This time around, the CA (Final) papers, including the one on auditing, should have brought cheer to the candidates. The advanced auditing paper is well-conceived, covering a cross-section of the syllabus.
On the face of it, the paper seems complex, but not so for those who have prepared well. In Question 8, a new trend appears to have been set by way of asking the candidates to write short notes on Clause 49 of the listing agreement about independen t directors, P/E ratio, integral foreign operations, etc., which are not normally asked in the auditing paper.
Conspicuous by their absence were questions on peer review and audit of cooperative societies. Conspicuous by its presence was the question on audit trail for five marks.

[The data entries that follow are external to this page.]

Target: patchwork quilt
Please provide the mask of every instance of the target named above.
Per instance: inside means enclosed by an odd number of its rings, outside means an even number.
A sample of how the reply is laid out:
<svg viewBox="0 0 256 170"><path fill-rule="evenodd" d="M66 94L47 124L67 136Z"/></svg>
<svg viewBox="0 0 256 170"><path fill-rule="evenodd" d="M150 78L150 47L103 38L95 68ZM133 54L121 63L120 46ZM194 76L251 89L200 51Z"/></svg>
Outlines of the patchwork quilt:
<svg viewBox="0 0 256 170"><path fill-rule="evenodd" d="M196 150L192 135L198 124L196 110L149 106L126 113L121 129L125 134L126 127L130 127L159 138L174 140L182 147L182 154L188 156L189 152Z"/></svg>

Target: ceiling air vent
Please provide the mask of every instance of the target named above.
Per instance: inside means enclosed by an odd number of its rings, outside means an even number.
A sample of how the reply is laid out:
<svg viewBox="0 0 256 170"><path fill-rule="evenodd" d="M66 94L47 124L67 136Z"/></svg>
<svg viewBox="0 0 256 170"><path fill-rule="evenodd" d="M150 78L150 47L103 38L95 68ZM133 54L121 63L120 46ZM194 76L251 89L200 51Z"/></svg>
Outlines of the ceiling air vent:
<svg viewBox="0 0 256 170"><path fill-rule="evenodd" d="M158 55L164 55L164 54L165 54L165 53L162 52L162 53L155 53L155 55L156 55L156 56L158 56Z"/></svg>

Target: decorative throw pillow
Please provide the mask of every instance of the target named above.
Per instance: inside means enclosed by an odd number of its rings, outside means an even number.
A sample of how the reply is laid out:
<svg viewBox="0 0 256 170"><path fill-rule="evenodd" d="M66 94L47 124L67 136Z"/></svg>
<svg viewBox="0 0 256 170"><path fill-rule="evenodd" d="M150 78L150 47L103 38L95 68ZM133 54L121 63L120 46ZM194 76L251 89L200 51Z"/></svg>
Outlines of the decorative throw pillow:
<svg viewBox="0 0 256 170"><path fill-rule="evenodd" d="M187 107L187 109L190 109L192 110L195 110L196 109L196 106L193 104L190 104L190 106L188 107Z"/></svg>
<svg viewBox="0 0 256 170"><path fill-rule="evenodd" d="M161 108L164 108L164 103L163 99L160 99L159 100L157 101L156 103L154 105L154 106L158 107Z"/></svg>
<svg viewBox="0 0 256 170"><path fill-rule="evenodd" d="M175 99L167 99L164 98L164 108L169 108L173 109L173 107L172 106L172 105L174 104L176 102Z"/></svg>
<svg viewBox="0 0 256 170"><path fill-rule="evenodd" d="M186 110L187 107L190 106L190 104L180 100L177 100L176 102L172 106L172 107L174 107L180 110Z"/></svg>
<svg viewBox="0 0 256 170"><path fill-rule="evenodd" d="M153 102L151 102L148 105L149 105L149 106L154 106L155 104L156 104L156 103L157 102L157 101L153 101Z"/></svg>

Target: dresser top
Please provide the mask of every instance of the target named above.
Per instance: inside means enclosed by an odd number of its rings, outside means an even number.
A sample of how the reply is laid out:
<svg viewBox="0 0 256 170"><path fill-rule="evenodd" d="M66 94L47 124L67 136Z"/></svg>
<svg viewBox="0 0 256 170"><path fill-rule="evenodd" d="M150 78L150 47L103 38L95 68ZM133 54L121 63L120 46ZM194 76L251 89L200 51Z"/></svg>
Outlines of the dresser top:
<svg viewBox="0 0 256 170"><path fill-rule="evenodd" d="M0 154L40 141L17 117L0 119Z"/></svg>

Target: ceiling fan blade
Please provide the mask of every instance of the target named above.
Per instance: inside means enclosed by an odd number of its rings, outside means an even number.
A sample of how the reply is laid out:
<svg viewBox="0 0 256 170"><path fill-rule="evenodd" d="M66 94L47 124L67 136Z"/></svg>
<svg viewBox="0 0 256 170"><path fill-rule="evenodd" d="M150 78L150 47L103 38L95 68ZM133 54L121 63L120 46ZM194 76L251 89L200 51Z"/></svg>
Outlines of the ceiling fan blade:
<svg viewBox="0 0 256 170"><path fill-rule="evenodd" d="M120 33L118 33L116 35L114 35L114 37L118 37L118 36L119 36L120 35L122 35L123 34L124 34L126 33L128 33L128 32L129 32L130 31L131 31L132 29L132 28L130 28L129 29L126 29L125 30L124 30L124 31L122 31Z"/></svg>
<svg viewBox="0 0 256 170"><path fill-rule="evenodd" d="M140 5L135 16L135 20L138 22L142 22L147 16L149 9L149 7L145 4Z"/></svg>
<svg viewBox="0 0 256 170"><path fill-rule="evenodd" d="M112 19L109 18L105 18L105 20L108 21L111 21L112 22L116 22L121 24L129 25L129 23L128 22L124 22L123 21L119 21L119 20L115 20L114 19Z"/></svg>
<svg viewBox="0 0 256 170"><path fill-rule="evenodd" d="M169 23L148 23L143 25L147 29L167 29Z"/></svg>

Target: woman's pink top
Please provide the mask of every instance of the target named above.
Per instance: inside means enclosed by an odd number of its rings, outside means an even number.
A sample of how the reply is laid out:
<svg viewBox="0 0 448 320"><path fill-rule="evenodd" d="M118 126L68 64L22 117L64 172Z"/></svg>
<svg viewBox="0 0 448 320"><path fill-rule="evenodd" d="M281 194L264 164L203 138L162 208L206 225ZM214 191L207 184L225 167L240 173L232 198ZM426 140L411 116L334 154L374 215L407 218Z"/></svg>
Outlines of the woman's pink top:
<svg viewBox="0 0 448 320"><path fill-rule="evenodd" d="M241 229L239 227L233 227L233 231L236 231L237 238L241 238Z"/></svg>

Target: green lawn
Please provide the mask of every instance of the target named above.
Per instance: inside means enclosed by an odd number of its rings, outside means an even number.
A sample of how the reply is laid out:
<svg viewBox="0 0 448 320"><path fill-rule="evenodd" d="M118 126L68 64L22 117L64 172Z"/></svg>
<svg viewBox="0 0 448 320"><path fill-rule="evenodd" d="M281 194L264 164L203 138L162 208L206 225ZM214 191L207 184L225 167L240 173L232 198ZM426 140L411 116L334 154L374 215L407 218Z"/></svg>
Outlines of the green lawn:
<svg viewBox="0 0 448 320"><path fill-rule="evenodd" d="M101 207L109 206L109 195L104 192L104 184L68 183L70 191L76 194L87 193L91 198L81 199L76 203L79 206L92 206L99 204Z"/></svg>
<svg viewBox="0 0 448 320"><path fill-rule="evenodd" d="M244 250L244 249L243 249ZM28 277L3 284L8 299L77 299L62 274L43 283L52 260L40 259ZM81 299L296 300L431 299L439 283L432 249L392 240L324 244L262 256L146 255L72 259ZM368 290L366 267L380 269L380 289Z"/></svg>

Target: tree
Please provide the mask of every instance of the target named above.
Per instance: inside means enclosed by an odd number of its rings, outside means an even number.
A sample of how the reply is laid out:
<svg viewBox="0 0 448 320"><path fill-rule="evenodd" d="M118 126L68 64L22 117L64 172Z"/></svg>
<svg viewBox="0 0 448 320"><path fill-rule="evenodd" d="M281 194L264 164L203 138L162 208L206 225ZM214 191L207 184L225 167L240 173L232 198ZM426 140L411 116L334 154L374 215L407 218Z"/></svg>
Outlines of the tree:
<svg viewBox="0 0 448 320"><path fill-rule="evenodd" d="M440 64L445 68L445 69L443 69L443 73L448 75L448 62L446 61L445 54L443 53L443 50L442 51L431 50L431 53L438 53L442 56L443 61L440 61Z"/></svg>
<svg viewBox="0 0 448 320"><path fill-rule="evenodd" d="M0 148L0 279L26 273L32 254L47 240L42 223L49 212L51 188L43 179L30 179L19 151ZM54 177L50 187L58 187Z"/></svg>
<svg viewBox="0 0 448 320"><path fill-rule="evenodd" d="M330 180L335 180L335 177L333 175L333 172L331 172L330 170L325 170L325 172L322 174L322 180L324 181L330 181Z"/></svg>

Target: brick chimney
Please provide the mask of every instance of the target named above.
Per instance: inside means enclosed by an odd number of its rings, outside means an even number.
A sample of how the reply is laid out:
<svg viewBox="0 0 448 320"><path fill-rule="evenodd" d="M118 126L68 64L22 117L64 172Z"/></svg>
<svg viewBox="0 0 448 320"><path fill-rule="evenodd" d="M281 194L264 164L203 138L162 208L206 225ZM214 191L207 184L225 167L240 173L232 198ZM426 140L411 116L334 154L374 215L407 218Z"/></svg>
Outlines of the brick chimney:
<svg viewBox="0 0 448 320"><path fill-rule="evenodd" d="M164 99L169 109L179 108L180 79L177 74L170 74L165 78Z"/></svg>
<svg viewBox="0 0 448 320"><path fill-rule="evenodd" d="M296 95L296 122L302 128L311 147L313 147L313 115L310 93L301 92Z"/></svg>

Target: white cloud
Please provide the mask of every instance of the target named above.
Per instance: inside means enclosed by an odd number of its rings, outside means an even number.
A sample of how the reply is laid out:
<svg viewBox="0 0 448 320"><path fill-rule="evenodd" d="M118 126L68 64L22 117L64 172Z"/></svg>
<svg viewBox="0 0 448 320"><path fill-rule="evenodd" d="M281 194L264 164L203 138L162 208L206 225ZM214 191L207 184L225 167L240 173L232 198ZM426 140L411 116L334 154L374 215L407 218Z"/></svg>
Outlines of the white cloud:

The spread of the question paper has been on expected lines: Company audit (32 marks); AS and AAS (28); code of conduct (21); miscellaneous items (21); management and operations audit (8); EDP audit (6); insurance companies (5); stock brokers (5); tax audit (5); and basics (4).

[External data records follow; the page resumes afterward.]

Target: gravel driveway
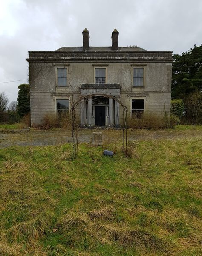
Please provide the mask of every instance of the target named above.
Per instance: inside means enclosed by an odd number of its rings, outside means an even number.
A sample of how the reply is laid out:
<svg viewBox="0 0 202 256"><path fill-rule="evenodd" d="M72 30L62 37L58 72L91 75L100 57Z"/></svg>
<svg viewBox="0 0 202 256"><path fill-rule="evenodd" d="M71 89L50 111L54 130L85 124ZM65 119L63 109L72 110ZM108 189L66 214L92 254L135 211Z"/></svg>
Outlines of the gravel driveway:
<svg viewBox="0 0 202 256"><path fill-rule="evenodd" d="M121 130L80 130L78 131L79 143L88 143L93 131L102 131L103 139L110 142L114 139L122 139ZM198 137L202 138L202 131L190 130L128 130L128 139L131 140L172 139L177 138ZM15 133L0 134L0 148L12 146L46 146L70 143L71 131L70 130L35 130Z"/></svg>

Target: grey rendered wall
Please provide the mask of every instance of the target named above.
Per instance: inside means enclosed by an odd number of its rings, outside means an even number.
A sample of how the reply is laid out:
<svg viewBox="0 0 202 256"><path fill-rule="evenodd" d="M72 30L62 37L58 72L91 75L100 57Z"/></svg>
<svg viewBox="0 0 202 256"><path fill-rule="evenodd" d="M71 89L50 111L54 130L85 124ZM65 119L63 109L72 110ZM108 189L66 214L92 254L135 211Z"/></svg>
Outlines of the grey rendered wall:
<svg viewBox="0 0 202 256"><path fill-rule="evenodd" d="M65 64L68 67L69 81L73 88L74 101L79 96L79 86L82 83L94 83L94 66L99 63L73 63ZM120 100L130 113L131 99L145 100L145 110L162 115L165 110L170 113L171 74L172 63L166 62L102 63L106 64L107 83L120 83ZM144 68L144 86L142 88L133 86L133 67ZM53 63L30 63L29 76L31 123L40 124L46 113L55 114L56 99L69 98L71 87L56 87L56 66ZM69 93L69 94L68 94ZM80 116L79 107L77 109L78 119ZM120 117L122 116L120 108Z"/></svg>

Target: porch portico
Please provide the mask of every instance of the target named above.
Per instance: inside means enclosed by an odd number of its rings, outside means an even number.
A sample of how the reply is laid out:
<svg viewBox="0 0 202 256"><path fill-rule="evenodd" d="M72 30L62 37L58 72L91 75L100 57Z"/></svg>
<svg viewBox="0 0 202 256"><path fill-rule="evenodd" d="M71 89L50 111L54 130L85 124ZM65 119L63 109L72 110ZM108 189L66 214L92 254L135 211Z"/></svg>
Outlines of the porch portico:
<svg viewBox="0 0 202 256"><path fill-rule="evenodd" d="M119 125L121 88L118 84L82 84L81 94L86 98L81 103L81 124Z"/></svg>

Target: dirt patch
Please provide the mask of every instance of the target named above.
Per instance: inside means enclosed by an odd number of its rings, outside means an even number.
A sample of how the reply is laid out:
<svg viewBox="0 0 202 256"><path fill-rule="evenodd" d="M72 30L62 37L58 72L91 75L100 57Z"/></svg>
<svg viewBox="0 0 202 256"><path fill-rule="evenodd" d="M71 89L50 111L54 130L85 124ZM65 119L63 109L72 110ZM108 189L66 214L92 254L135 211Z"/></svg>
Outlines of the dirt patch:
<svg viewBox="0 0 202 256"><path fill-rule="evenodd" d="M96 130L98 131L98 130ZM103 133L103 140L107 141L121 141L122 131L100 130ZM78 132L79 143L89 143L90 141L94 130L80 130ZM0 148L12 146L47 146L71 143L71 131L67 130L41 131L32 130L29 132L15 134L0 134ZM152 140L162 139L202 137L202 131L200 130L188 131L128 131L129 140Z"/></svg>

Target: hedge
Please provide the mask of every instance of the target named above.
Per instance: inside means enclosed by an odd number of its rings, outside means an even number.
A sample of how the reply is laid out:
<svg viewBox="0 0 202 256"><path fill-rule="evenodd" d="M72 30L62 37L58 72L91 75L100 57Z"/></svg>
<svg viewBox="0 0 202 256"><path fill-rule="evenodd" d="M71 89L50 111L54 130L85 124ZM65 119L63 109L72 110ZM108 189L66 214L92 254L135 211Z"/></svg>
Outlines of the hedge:
<svg viewBox="0 0 202 256"><path fill-rule="evenodd" d="M183 114L184 110L182 100L171 100L170 113L180 119Z"/></svg>

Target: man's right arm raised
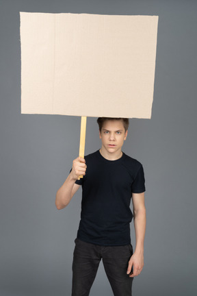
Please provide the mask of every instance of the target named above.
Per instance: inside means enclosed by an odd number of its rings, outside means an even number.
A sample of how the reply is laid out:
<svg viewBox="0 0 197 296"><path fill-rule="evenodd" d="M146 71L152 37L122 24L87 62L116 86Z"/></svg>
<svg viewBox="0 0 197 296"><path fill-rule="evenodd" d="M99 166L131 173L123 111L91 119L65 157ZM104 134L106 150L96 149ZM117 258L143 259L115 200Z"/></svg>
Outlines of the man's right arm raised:
<svg viewBox="0 0 197 296"><path fill-rule="evenodd" d="M80 187L80 185L75 184L75 181L79 175L86 175L86 168L84 158L79 156L73 160L71 172L56 193L55 206L57 210L61 210L68 206L73 196Z"/></svg>

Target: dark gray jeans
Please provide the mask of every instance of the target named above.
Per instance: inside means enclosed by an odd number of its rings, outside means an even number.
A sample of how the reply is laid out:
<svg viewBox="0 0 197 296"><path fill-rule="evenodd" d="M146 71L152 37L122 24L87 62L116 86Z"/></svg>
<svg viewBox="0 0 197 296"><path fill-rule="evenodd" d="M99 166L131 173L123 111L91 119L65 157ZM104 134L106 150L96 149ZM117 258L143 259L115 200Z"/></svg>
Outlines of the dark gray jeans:
<svg viewBox="0 0 197 296"><path fill-rule="evenodd" d="M78 238L73 262L72 296L88 296L102 258L114 296L131 296L133 278L127 274L132 245L101 246Z"/></svg>

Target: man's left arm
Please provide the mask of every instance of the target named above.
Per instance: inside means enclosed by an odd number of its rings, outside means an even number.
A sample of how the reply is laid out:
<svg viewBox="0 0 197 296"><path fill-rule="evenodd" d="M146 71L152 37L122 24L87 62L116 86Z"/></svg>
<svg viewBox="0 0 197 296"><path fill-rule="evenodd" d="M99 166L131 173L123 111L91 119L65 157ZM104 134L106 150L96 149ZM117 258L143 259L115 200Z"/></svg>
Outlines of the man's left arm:
<svg viewBox="0 0 197 296"><path fill-rule="evenodd" d="M135 249L129 261L127 274L133 278L138 275L144 267L144 242L146 232L146 208L144 204L144 192L142 193L132 193L133 206L133 223L135 232Z"/></svg>

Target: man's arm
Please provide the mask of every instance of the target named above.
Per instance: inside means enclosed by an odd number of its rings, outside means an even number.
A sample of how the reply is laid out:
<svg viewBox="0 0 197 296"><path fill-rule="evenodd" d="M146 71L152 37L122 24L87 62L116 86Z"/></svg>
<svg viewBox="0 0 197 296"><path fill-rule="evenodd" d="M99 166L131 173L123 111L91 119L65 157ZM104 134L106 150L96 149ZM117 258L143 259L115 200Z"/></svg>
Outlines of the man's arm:
<svg viewBox="0 0 197 296"><path fill-rule="evenodd" d="M131 273L132 266L133 267L133 272L129 275L130 278L138 275L144 267L144 242L146 220L144 193L132 193L132 201L136 245L128 265L127 274Z"/></svg>
<svg viewBox="0 0 197 296"><path fill-rule="evenodd" d="M78 157L73 160L71 172L56 193L55 206L57 210L68 206L73 196L80 187L80 185L75 184L75 181L79 175L86 175L86 168L84 158Z"/></svg>

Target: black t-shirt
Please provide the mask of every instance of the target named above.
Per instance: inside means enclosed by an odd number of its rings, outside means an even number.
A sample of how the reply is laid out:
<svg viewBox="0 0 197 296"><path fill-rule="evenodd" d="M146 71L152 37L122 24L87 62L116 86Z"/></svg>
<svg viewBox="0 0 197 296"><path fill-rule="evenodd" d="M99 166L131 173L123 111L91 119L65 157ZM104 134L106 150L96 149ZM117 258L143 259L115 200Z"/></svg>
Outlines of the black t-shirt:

The candidates are expected to answer for 100 marks, of which Questions 1 and 2 on company audit and code of conduct are compulsory, carrying 36 marks. As a strategy, if one is thorough with AS and AAS, company audit (which, anyway, one has to study at the PCC level) and code of conduct, getting through the paper should not be difficult. This has been demonstrated time and again.Some errors
The paper, though, is not without its share of bloomers.
Question 2(d) reads as follows: “M, a chartered accountant in practice, is the statutory auditor of S Ltd for the year ended March 31, 2008…”

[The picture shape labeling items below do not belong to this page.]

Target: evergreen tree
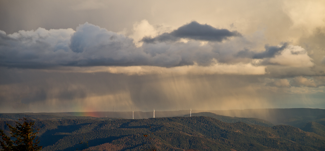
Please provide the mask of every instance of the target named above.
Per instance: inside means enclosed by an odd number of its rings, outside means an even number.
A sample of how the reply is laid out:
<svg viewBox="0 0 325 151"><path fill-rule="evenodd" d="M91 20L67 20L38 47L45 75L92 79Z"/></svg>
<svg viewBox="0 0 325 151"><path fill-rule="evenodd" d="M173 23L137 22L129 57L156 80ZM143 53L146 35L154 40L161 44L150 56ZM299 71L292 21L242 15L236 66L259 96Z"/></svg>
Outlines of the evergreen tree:
<svg viewBox="0 0 325 151"><path fill-rule="evenodd" d="M19 119L20 120L21 120ZM16 122L16 126L13 127L7 124L10 129L11 137L14 138L11 140L7 136L2 130L0 130L0 135L2 137L2 140L0 141L0 146L2 148L1 150L3 151L39 151L42 149L42 146L38 146L39 143L38 138L36 138L36 134L38 132L34 132L33 128L34 122L28 122L26 119L24 118L24 122L20 124ZM37 130L38 131L38 130Z"/></svg>

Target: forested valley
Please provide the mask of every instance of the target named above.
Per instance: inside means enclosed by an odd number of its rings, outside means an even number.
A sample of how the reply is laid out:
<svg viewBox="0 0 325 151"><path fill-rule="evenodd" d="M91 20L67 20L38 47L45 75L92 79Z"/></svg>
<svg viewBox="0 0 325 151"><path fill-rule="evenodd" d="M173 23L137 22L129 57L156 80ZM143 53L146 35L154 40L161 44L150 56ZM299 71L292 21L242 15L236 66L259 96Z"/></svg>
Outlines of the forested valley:
<svg viewBox="0 0 325 151"><path fill-rule="evenodd" d="M39 129L43 151L325 150L325 129L317 123L305 125L312 132L308 132L257 119L200 114L215 117L133 120L2 114L0 128L8 135L6 123L13 125L15 119L28 116Z"/></svg>

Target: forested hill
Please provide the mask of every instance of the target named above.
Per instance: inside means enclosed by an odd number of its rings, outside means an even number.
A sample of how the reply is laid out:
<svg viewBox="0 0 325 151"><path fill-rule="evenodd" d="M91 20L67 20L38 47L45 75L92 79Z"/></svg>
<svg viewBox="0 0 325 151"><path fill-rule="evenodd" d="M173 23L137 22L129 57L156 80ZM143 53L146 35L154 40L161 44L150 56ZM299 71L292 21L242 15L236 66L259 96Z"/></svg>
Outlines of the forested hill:
<svg viewBox="0 0 325 151"><path fill-rule="evenodd" d="M184 115L184 117L188 117L190 115L190 114L187 114ZM241 122L250 125L258 125L267 127L272 127L274 126L273 124L268 121L256 118L233 117L218 115L213 113L208 112L197 113L192 114L192 116L201 116L211 117L227 123L235 123L238 122Z"/></svg>
<svg viewBox="0 0 325 151"><path fill-rule="evenodd" d="M44 151L308 150L325 138L290 126L227 123L206 117L35 120ZM2 129L7 131L1 121Z"/></svg>

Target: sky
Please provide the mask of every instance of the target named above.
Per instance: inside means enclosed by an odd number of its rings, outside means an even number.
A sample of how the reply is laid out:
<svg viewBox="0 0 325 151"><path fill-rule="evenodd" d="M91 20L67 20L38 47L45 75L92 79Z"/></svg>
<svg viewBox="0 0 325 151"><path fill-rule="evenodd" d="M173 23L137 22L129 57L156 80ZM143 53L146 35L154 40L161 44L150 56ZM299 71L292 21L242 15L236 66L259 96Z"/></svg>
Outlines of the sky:
<svg viewBox="0 0 325 151"><path fill-rule="evenodd" d="M0 113L325 109L325 1L0 0Z"/></svg>

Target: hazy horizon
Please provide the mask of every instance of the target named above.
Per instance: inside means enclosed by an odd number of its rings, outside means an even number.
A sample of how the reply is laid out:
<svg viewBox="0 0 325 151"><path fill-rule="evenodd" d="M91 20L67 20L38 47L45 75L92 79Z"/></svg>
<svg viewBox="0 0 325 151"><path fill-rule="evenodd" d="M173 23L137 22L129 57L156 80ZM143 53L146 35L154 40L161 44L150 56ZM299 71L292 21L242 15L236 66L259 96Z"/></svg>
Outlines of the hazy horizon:
<svg viewBox="0 0 325 151"><path fill-rule="evenodd" d="M325 108L325 2L0 1L0 113Z"/></svg>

Auditors are not appointed for a particular financial year. The period of office of the statutory auditor is from the conclusion of one AGM to the conclusion of the subsequent AGM.
Question 1 on company audit covered newer areas and is not the copy-paste stuff from old papers.
Part A is based on payment of dividend rules while part B is on accounting estimates. We have an auditing standard on accounting estimates, though not an accounting standard exclusively dedicated to it.
Parts C and D are based purely on Accounting Standards 2 and 13, which are quite easy to comprehend.
Question 2 on code of conduct is about the easiest in recent years.
Part A on “profit forecast” is a straight lift from the study material. The auditor should not give any opinion about the future in such a way as to vouchsafe for the statement.
Part B is on “other misconduct”. Based on the facts of the case, if the council determines to be so, the auditor may be guilty of other misconduct.
Part C is on communication to the retiring auditor. The firm would be guilty of misconduct if the assignment “previously held by a member” is accepted without first communicating to the outgoing auditor. The clause applies to all the assignments and not restricted to audits only.
Part D is a clever mix of company audit with code of conduct.
The auditor is guilty of misconduct unless his appointment is valid under Sections 224 and 225.
Under Section 226(4), the auditor is disqualified from being appointed as auditor of S Ltd. Hence he is guilty of misconduct.
Question 3 is purely textual. Part (a) of this question, on EDP audit, involves using some imagination.
Question 3(b), on independent director, is a twister.
Question 3(c), on audit trail, must have caught the students unawares.
But at the CA (Final) level, the candidates would have had hands-on experience on audit trail to be bamboozled by the question. One should welcome such questions.
Question 4(a), on differences between financial and operations audit, is from the study material. The other part of the question is on CARO.
Question 5 could have as well been asked at the PCC level.
Part (a) of this question, on audit for advance for goods, should not have posed any problems to those who did their articles properly.
Part (b) on audit risk is on AAS-6. The general tendency of candidates is to take this standard a bit easy as it appears to be a bit too complex for the teachers as well.
Question 6 is a cakewalk. Part (a) on reserve for unexpired risk at 25 per cent is too elementary.
So is the case with Part (b) on rolling settlement on audit of members of stock exchange.
Part (c) on haphazard sampling was among the easiest questions in the paper.
Question 7(a) briefly touches upon due diligence audit. Part (b) is a sequel to Question 2(d), where the auditor is disqualified. The procedures to ensure that the appointment is valid under Sections 224 and 225 are clearly given in the study material.